GDPR
General Data Protection Regulation
A European Union privacy regulation governing how organizations collect, process, and store personal data of EU residents, requiring explicit consent and data protection measures.
Definition
The General Data Protection Regulation (GDPR) is an EU privacy law governing how organizations collect, store, and process personal data of EU residents. It applies to any company serving EU users, regardless of where the company is based.
Key GDPR Requirements
| Requirement | What It Means |
|---|---|
| Consent | Users must actively opt-in to data collection |
| Data access | Users can request copies of their data |
| Right to erasure | Users can request data deletion |
| Data portability | Users can export their data |
| Breach notification | Report breaches within 72 hours |
| Privacy by design | Build privacy into products from the start |
GDPR and Analytics Tools
Analytics tools must support:
- Cookie consent - Get permission before tracking
- Data deletion - Remove user data on request
- Data export - Provide user data in portable format
- EU data residency - Option to store data in EU
- IP anonymization - Mask user IP addresses
Cookie-Free Analytics
Some tools avoid GDPR consent requirements by not using cookies:
- Plausible - Privacy-first, no cookies
- Fathom Analytics - Cookie-free tracking
- Pirsch - No cookies, EU-based
GDPR Penalties
Non-compliance can result in fines up to €20 million or 4% of annual global revenue, whichever is higher. Major tech companies have faced multi-million euro fines.
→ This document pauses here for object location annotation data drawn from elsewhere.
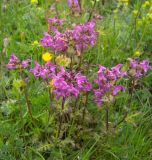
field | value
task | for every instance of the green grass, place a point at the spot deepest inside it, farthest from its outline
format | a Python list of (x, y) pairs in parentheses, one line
[(21, 23)]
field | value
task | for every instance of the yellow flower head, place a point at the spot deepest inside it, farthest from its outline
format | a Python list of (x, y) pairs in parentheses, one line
[(149, 16), (137, 53), (34, 1), (135, 13), (47, 56), (139, 22), (35, 43), (63, 61), (146, 4)]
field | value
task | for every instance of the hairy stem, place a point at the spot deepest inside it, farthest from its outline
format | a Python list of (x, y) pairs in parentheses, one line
[(107, 118), (61, 117)]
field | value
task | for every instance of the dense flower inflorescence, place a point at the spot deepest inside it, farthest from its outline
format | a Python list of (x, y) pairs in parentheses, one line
[(44, 71), (106, 81), (15, 63), (84, 35), (74, 6), (68, 84), (137, 69)]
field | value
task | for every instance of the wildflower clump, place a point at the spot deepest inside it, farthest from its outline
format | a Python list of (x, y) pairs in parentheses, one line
[(107, 83), (74, 6), (46, 71), (16, 63), (34, 2), (137, 68), (68, 84)]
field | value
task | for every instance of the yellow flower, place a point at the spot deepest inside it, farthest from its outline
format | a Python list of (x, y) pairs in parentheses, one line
[(34, 1), (47, 56), (35, 43), (149, 16), (63, 61), (135, 13), (51, 84), (146, 4), (137, 53)]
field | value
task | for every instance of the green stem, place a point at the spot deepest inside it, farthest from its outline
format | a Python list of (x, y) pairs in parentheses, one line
[(107, 118), (61, 117)]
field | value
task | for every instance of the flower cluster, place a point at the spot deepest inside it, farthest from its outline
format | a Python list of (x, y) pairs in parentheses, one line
[(74, 6), (84, 35), (15, 63), (137, 69), (106, 81), (68, 84), (44, 71)]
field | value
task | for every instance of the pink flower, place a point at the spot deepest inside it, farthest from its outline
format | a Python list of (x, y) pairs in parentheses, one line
[(74, 5), (137, 69), (16, 63), (68, 84), (44, 71)]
Frequently Asked Questions
Does GDPR apply to my US-based company?
If you have EU users or customers, GDPR likely applies to you. The law covers data about EU residents regardless of where your company is located.
Do I need a cookie consent banner?
If you use cookies for analytics, advertising, or tracking, yes. Essential cookies (login, security) don’t require consent. Many privacy-focused analytics tools don’t require banners because they don’t use cookies.
What’s a Data Processing Agreement (DPA)?
A DPA is a contract between you and vendors who process data on your behalf. Most SaaS tools provide standard DPAs. You should have DPAs with all vendors handling personal data.